The Santa Maria and Rocha cultivars are increasingly widespread worldwide due to the attractive characteristics that make up their fruits, presenting excellent resistance to handling and transportation, in addition to not losing their quality when stored, with indications for cultivation mainly in the southern region of the country. The cultivation of European pear trees can become an alternative to diversify the production of temperate and subtropical fruit crops in the South region.

ROST ROOT FOR PEAR TREES

For good performance of pear cultivars, it is necessary to use rootstocks that contribute to efficient vegetative and productive growth. However, the lack of rootstocks suitable for the soil and climate conditions of the southern region of the country is among the biggest obstacles to the expansion of the crop.

In the country, the majority of orchards are formed by pear trees grafted onto quince trees (Cydonia Mill.), however, some European cultivars present incompatibility when grafted onto this species, making it necessary to deepen the understanding of new possible combinations between cultivars and rootstocks.

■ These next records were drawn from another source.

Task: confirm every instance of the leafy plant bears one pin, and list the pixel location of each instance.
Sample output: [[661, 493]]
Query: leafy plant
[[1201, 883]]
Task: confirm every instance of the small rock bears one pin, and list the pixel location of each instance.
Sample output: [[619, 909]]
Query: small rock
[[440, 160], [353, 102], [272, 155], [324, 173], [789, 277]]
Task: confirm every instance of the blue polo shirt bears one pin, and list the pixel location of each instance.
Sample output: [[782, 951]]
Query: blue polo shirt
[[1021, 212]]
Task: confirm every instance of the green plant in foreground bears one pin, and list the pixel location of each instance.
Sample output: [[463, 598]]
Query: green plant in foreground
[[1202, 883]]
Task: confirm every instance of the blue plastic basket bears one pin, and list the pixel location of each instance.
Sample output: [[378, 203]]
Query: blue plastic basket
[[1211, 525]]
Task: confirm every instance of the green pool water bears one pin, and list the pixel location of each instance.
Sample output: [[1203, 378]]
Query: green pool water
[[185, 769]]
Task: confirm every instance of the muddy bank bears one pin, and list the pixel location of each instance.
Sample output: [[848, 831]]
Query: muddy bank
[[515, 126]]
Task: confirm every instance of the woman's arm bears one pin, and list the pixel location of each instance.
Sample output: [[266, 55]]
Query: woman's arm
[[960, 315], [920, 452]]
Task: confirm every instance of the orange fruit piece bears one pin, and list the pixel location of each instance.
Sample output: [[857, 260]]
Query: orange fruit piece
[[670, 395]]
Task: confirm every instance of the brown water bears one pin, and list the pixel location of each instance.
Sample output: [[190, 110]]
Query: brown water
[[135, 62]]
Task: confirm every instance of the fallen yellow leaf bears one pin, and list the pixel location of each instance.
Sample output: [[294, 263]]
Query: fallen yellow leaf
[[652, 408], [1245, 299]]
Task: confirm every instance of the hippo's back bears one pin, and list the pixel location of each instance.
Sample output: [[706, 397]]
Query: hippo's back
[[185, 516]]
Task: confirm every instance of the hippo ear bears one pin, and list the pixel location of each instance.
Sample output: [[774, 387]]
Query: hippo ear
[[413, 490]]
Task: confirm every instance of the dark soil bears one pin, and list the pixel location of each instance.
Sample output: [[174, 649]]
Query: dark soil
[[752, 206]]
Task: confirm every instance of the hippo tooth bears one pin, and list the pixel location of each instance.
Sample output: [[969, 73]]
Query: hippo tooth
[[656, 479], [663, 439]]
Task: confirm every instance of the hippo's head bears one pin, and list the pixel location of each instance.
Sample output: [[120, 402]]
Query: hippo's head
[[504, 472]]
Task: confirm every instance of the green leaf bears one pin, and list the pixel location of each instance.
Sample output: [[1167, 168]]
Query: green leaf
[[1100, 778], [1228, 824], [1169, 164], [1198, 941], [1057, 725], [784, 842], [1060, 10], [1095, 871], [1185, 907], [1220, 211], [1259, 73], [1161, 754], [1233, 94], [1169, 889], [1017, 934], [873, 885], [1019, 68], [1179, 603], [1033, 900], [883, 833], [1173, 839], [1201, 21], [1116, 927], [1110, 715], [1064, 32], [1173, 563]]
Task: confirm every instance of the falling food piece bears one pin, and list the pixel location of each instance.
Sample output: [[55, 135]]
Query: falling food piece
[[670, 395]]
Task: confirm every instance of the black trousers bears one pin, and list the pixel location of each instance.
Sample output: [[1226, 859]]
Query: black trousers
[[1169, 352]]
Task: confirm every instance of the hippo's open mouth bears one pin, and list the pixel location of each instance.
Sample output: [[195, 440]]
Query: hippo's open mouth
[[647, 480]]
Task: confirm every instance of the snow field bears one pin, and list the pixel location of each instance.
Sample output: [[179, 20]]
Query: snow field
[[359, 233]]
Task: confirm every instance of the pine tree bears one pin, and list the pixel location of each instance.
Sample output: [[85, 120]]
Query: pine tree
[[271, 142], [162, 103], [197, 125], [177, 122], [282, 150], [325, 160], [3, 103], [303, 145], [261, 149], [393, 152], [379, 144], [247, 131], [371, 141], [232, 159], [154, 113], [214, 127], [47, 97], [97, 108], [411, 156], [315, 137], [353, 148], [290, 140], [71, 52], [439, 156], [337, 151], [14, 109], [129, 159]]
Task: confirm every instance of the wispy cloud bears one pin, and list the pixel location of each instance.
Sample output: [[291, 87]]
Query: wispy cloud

Compatibility within and between species depends on the healing and regeneration of tissues at the union site. When incompatibility occurs, the formation and functionality of vascular bundles is impeded, affecting sap translocation and, consequently, the growth and development of the plant.

EDAPHOCLIMATIC CONDITIONS FOR CULTIVATION

The pear tree is a temperate climate crop. Due to this, it is recommended for regions with higher altitudes and which have homogeneous cold hours, with temperatures below or equal to 7,2ºC. These regions are more conducive to the development of the species, providing the hours of cold necessary to overcome dormancy. This period of dormancy comprises the necessary time for cold to accumulate so that the buds formed in autumn sprout properly in spring; Therefore, selecting the most suitable cultivar for each soil and climate condition is very important for the success of pear tree cultivation.

CULTIVATION LIMITATIONS

The choice of cultivar is a limiting factor for production, as the cold requirements of each cultivar and other aspects of management and marketing must be considered, which will depend on each production region.

The rootstock has influences on the vegetative and productive characteristics of the scion, having great importance in adapting to environmental factors, due to the connection between the soil and the cultivar, which can interfere with the absorption of nutrients, adapting to the physical-chemical characteristics of the soil. . The appropriate choice of rootstock makes it possible to modify the size and vigor of the plant. The reduction in vegetative growth allows for denser plantings, improving and facilitating orchard management. Selecting the correct rootstock guarantees better characteristics of size, vigor and overcoming stress conditions.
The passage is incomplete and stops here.